The MSK collaboration is different in that the institute is a nonprofit, versus a Big Pharma for-profit operation, said McClain. Because the commercialization of therapies can be enormous, Absci and Memorial Sloan Kettering plan to bring in a pharmaceutical partner to ultimately commercialize any drugs, said McClain, ideally after demonstrating a “proof of concept” on their own.

As for what targets the six drugs will go after, “I don’t think we know yet,” said Raskin. “We have to talk with our scientists and see what matches with what Absci thinks.”

Finding a cancer target is itself an intense task, noted McClain. Absci has resources to formulate novel antibodies from generative AI, but the company needs the expertise of scientists trained in hunting through the body’s drug receptors for worthwhile places to strike.

“A lot of GPCRs are emerging as novel targets,” he said, referring to “G protein-coupled receptors,” which are the largest family of receptors that are targeted by approved drugs.  

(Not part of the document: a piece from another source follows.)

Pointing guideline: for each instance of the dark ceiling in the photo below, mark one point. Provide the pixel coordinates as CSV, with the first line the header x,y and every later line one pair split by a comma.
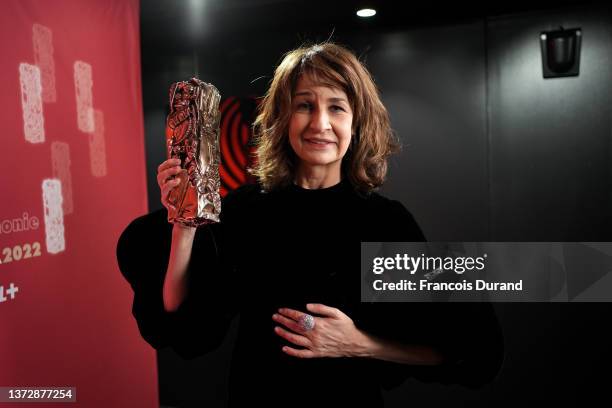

“If MSK does bring a novel GPCR, our platform is really well suited for that to be able to find an antibody that combines with that target,” what McClain calls “helping create the biology.”

The collaboration, should it produce definitive clinical data, could be an important proof given there has not been substantial clinical evidence to date of AI’s usefulness. “There are some small-molecule companies out there that will have Phase II [clinical trial] readouts,” said McClain. “But in terms of antibodies, these will be some of the first that hit the clinic.”

Absci has shown early proof that generative AI can design novel antibodies that bind to cancer targets. In March, Absci reported development of novel antibodies against what’s called “human epidermal growth factor receptor 2,” or HER2, a human oncogene that has been linked to some forms of breast cancer. 

The AI model had been fed no data on existing, successful antibodies against HER2, and no explicit information about how to successfully attach to — or “bind” to — HER2. 

Absci’s lead drug candidate in its pipeline, ABS-101, is a treatment for irritable bowel disease. The novel antibody, developed using gen AI, binds to the TL1A protein in immune cells whose over-expression has been linked to a variety of inflammatory autoimmune diseases. The antibody was developed from scratch in just fourteen months and at a cost of less than $5 million, McClain emphasized. 

ABS-101 is expected to begin Phase I clinical trials next year. Another project, ABS-301, is an undisclosed “immune-oncology” target that has been validated by Absci internally.

“You are starting to see these AI-generated antibodies and small molecules make it into the clinic,” said McClain.

Given concerns over privacy of patient data, it’s important that there is a separation between MSK’s patient data and Absci’s AI model training. 

“We’ll use their data and expertise to select the cancer target to go after, and then we’ll use our model to genre the antibody,” said McClain. “We’re not planning on using MSk data to train our models, we’re going to be generating that data in-house, using that for training — so, it’ll be completely separate and firewalled from that perspective.”